LLM for tapir - Chatbot for OSS
In this blog post, I want to share the news that we are working on our custom chatbot to research the usage of LLMs using private data. Tapir documentation is public and in a specialised area, so it is a great challenge for us with possible use cases for the Scala community.
We will now explore why we decided to do so, what steps we took, and the next steps in our quest to improve its quality.
Image generated with Dalle-3
The background story behind the project - what is tapir?
Tapir is a Scala Library for creating type-safe web endpoints. It was created in 2019, and till now, more than 200 people have contributed to its development. It is used by many companies like Adobe, Ocado Technologies, and Swissborg and is actively maintained by SoftwareMill.

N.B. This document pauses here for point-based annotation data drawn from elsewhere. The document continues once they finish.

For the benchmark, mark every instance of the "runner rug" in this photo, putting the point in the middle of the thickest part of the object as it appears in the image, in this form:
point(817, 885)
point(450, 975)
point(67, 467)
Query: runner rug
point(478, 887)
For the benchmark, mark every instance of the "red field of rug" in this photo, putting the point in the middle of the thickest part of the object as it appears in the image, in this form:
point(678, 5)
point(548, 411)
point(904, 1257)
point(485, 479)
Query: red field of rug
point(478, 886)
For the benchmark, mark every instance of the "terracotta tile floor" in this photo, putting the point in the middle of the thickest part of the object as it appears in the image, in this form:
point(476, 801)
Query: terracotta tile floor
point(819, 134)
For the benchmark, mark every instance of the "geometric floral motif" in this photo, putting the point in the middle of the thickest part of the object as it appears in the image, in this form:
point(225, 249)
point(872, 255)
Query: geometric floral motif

The idea behind the chatbot for OSS
In an era where you can see chatbots on almost every corner, we at SoftwareMill decided that we could enhance the user experience of our library to limit lengthy searches through documentation, previous issues, and specialised forums. With properly formed questions, you could get a more comprehensive and well-rounded answer with links to resources which were used to create the answer.

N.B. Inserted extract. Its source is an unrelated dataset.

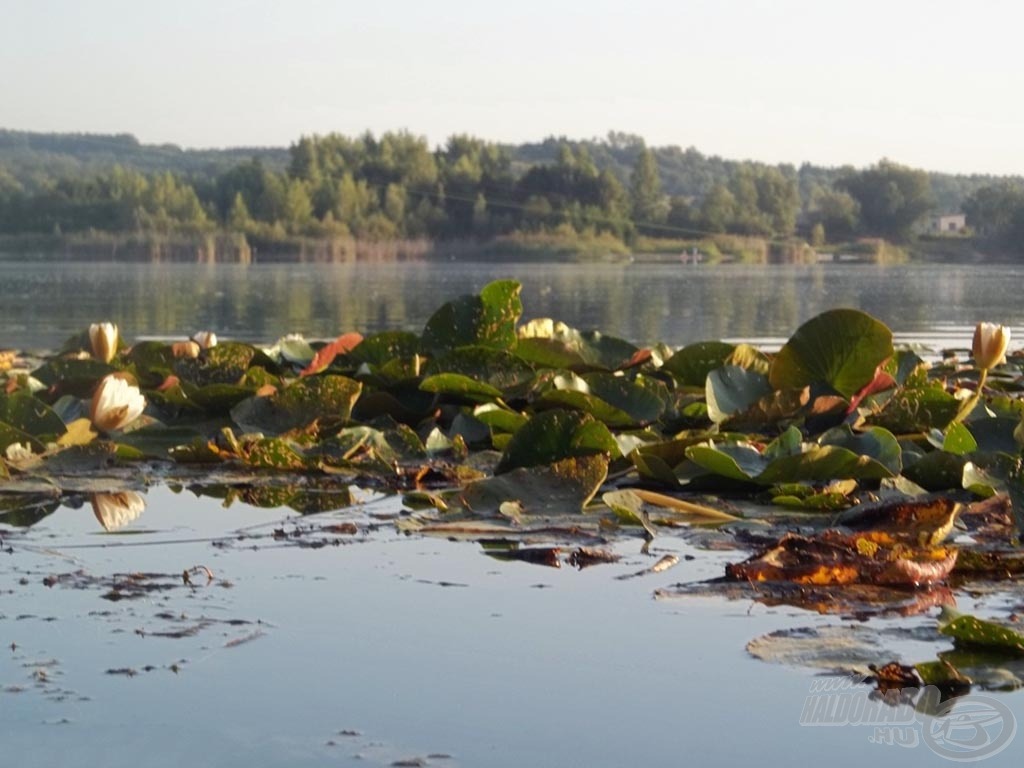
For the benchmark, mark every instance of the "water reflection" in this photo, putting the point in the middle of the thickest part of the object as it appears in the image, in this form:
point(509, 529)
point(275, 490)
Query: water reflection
point(41, 305)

The reported level of programming language knowledge for GPT-4 (response from chatbot)
Scala's knowledge level for Out-of-the-box chatGPT is lower than other languages, i.e., Python. Even if it can understand good practices of Scala code, it is still limited to everything on the internet and optimised to the general purpose, not specialised to single libraries, like Tapir. In comparison, we want to focus only on this area. We saw that there is a similar solution for Zio, but unfortunately, we could not find out what the inner mechanisms and quality look like. Within this series of blog posts, we will present more about how we managed to create it, how we improved it, and what we learned along the way.

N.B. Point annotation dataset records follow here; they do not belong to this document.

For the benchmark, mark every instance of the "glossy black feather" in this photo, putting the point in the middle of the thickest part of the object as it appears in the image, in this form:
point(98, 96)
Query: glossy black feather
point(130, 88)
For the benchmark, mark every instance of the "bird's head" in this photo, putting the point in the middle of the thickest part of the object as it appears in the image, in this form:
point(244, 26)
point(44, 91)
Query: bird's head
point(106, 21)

Steps for improvement of our chatbot
As a baseline solution for our Q&A project, we used Retrieval Augmented Generation architecture. It consists of two parts: one providing context (using Langchain framework) and the other part responsible for text generation (databricks/dolly-v2-3b LLM). After that, we decided that we needed to operate in the following steps:
- Focus on document retrieval
To properly generate answers to the question, it is crucial to provide a text generation model with the right passages from the text when generating the answer. Without that, there is a low chance that the answer will be helpful as our niche is quite specialised and the library's name could be mistaken with an animal from Asia. - Improve on answer generation
With a large number of LLMs (i.e. Mistral, Falcon, LLAMA), it is crucial to choose the best for your use case. Additionally, you might get more favourable answers when you use the right prompt for the chosen model or even finetune the dataset on your target domain. - Incorporate user’s feedback
As we can easily access experts in Scala and tapir, we can incorporate users' feedback in a more automated fashion, either in defining the model's current shortcomings or automatically enriching the dataset.
Wrap up
In this blog post, we gave you insight into our ongoing project for Tapir with the usage of LLMs, explaining briefly what Tapir is, where the idea for such an application came from, and finally, what the steps are in improving our solution.
In the next blog posts, we will give more insight into each improvement step, giving you more hands-on examples.